The record amount of microplastic appears to be courtesy of the Great Pacific Garbage Patch and increased fishing and shipping in the Arctic, researchers at the Alfred Wegener Institute of the Helmholtz Center for Polar and Marine Research report.

The study raises concerns about the impact on human and sea life.

Ice samples from five regions across the Arctic Ocean contained up to 12,000 of the tiny particles per liter of sea ice, researchers say. More than half the particles trapped in the ice were less than 1/500th of an inch wide — less than one-tenth the thickness of a credit card.

“They could easily be ingested by arctic microorganisms,” said biologist and report author Ilka Peeken. “No one can say for certain how harmful these tiny plastic particles are for marine life, or ultimately also for human beings.”

Microplastic refers to plastic particles, fibers, pellets and other fragments with a length, width or diameter ranging from microscopic to two-tenths of an inch.

The types of plastic showed a "unique footprint" in the ice allowing the researchers to trace them back to possible sources. Some can be traced to the Great Pacific Garbage Patch, a collection of plastic, floating trash halfway between Hawaii and California, that has grown to more than 600,000 square miles, the report says.

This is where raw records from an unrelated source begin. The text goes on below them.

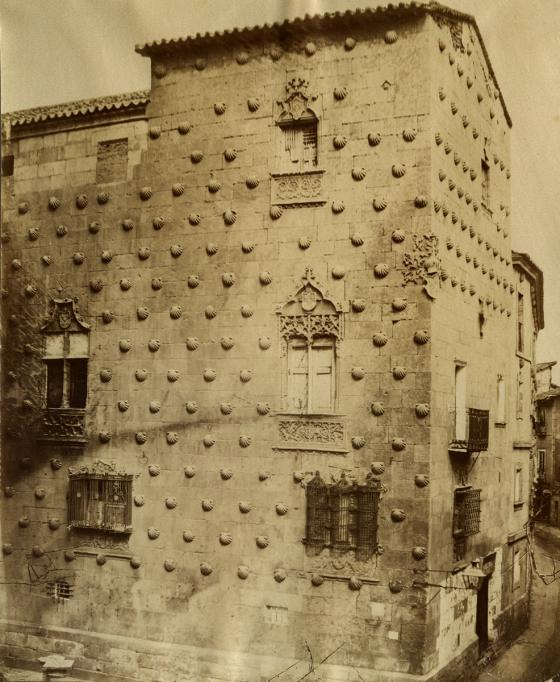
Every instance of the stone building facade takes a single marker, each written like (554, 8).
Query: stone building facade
(260, 372)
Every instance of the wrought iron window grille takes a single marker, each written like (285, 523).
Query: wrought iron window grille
(100, 502)
(466, 518)
(343, 516)
(477, 428)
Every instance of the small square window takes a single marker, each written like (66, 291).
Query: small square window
(100, 502)
(7, 165)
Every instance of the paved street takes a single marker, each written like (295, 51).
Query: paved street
(535, 656)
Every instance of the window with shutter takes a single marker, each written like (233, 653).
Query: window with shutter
(466, 518)
(298, 375)
(100, 502)
(66, 357)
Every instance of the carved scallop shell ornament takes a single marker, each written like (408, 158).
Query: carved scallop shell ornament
(377, 409)
(339, 141)
(359, 173)
(358, 305)
(358, 373)
(399, 372)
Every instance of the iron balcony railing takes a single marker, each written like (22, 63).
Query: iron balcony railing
(476, 428)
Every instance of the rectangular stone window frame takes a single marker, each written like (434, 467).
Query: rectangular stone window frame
(516, 568)
(7, 165)
(311, 376)
(66, 359)
(541, 461)
(112, 160)
(460, 401)
(520, 323)
(485, 184)
(517, 486)
(500, 401)
(466, 519)
(342, 517)
(100, 502)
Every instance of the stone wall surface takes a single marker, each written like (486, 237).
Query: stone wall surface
(183, 262)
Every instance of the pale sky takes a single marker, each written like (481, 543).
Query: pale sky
(59, 50)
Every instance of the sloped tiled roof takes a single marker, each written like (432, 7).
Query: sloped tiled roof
(545, 365)
(82, 107)
(316, 21)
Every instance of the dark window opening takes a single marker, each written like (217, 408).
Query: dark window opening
(343, 515)
(112, 160)
(78, 382)
(485, 171)
(520, 324)
(60, 590)
(55, 382)
(7, 165)
(101, 502)
(300, 144)
(466, 519)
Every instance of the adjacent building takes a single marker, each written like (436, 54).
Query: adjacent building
(269, 361)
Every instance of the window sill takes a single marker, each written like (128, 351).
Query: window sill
(307, 414)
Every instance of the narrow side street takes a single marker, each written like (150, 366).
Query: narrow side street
(535, 656)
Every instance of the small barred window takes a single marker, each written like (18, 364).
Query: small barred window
(466, 518)
(100, 501)
(343, 515)
(59, 590)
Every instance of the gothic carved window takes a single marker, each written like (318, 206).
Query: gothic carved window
(342, 515)
(100, 501)
(311, 328)
(66, 353)
(298, 123)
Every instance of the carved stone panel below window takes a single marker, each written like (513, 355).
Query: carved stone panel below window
(63, 426)
(297, 189)
(314, 432)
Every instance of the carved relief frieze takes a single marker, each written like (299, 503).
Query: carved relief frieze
(311, 431)
(297, 189)
(63, 426)
(423, 265)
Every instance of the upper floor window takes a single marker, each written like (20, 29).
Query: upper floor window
(520, 324)
(518, 485)
(100, 498)
(66, 356)
(343, 515)
(466, 518)
(541, 462)
(485, 174)
(112, 160)
(460, 402)
(298, 125)
(7, 165)
(311, 386)
(311, 328)
(501, 401)
(100, 502)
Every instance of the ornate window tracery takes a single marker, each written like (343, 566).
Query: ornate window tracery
(66, 356)
(100, 498)
(343, 515)
(311, 329)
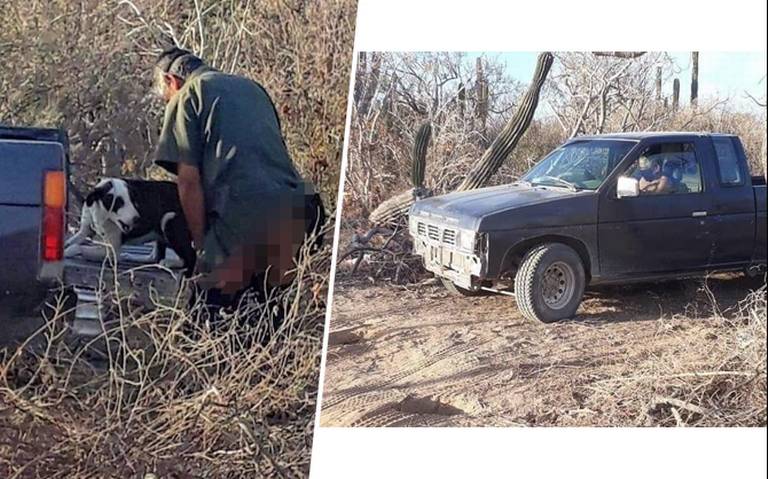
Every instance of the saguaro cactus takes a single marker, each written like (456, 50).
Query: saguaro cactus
(419, 155)
(694, 78)
(658, 83)
(394, 209)
(675, 94)
(502, 146)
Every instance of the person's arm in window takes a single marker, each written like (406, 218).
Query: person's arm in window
(192, 201)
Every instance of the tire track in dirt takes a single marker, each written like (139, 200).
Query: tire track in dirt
(411, 369)
(496, 368)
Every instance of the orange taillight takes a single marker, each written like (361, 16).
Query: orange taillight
(55, 190)
(54, 199)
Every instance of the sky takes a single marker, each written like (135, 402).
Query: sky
(721, 74)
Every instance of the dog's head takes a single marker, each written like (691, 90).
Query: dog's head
(111, 201)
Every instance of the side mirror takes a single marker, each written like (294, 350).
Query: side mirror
(627, 187)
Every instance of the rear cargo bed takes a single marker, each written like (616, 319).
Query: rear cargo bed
(98, 286)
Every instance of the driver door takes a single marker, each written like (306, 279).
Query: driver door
(657, 232)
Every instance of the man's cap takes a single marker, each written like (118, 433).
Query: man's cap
(169, 58)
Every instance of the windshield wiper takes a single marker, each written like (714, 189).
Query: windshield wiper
(561, 181)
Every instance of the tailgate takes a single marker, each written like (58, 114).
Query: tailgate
(142, 281)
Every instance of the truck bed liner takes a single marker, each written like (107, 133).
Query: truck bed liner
(95, 283)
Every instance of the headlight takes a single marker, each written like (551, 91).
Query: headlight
(413, 224)
(467, 240)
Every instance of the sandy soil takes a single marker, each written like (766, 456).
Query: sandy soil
(418, 356)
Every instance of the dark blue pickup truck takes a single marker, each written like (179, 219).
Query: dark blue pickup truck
(600, 209)
(33, 226)
(33, 202)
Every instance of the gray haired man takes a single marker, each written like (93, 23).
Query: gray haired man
(247, 207)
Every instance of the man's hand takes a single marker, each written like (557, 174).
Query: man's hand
(192, 201)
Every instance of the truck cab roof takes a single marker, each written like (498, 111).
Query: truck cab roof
(643, 135)
(33, 134)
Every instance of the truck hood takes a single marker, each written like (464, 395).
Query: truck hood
(500, 206)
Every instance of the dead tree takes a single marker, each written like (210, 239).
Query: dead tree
(502, 146)
(481, 95)
(371, 86)
(627, 55)
(392, 212)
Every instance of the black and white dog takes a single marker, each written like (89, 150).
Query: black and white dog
(121, 212)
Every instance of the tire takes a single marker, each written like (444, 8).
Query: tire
(459, 291)
(550, 283)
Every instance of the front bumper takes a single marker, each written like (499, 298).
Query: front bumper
(446, 261)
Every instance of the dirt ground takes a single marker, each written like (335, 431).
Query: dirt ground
(417, 356)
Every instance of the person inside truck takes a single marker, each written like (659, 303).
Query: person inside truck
(247, 207)
(654, 178)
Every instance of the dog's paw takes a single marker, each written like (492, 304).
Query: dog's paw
(171, 263)
(72, 251)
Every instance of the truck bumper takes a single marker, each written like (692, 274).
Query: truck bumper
(463, 269)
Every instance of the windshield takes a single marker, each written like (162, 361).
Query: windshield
(579, 165)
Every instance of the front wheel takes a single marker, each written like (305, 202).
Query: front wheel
(550, 283)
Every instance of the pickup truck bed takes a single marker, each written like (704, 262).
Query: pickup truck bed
(142, 283)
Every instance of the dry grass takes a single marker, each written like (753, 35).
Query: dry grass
(715, 375)
(171, 396)
(686, 353)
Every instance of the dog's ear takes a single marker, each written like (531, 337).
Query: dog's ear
(112, 203)
(98, 193)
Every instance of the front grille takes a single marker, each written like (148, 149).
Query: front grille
(440, 234)
(433, 232)
(449, 237)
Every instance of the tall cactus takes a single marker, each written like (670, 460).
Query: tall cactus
(694, 78)
(502, 146)
(675, 94)
(394, 209)
(419, 155)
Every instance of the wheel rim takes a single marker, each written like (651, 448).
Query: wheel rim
(559, 282)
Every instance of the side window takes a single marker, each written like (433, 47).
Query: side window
(728, 161)
(667, 168)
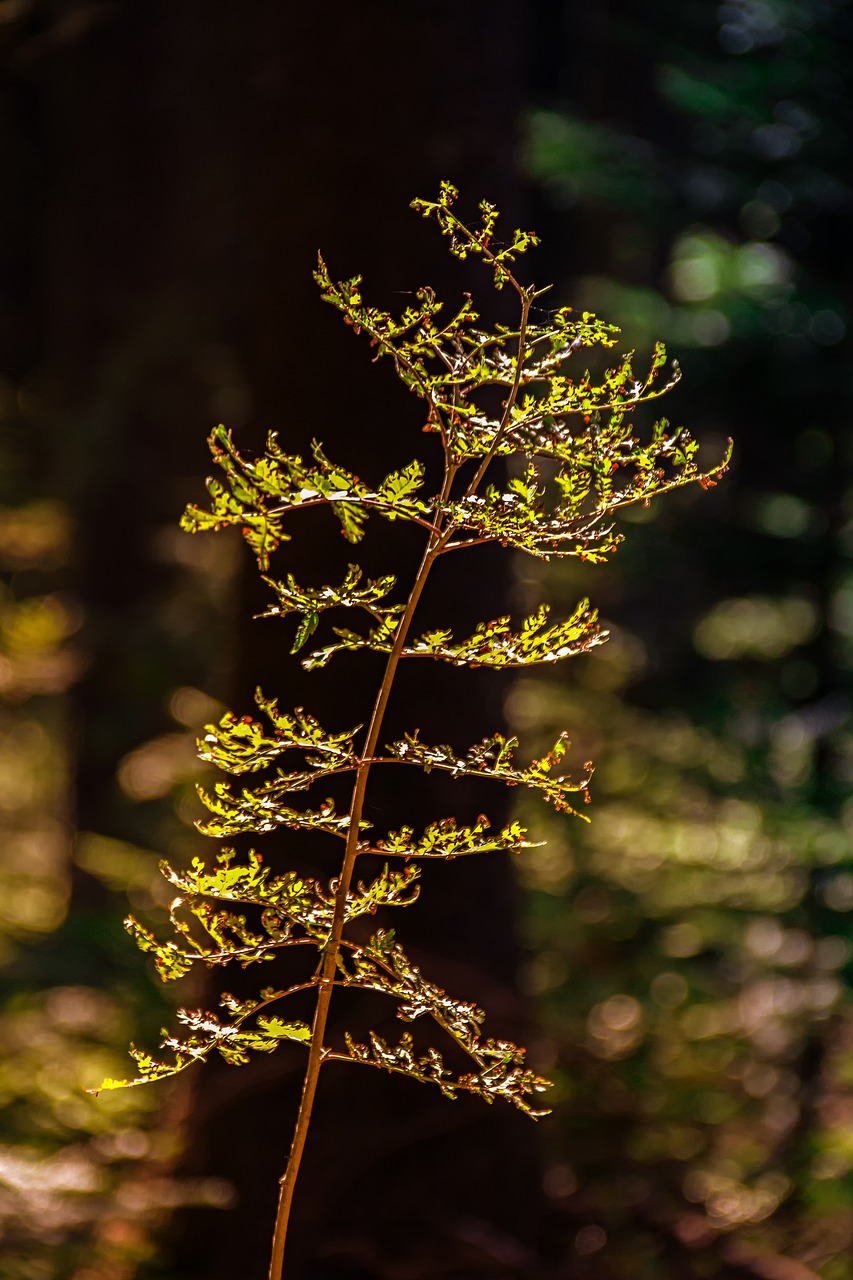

Researchers determined that ice floes contain particularly high concentrations of polyethylene, used primarily in packaging material.

"We assume that these fragments represent remains of the so-called Great Pacific Garbage Patch and are pushed along the Bering Strait and into the Arctic Ocean by the Pacific inflow," the study says.

A high percentage of paint and nylon particles pointed to the intensified shipping and fishing activities in some parts of the Arctic, the study says.

The researcher team gathered the ice samples during three expeditions in 2014 and 2015. The study was released in the journal Nature Communications.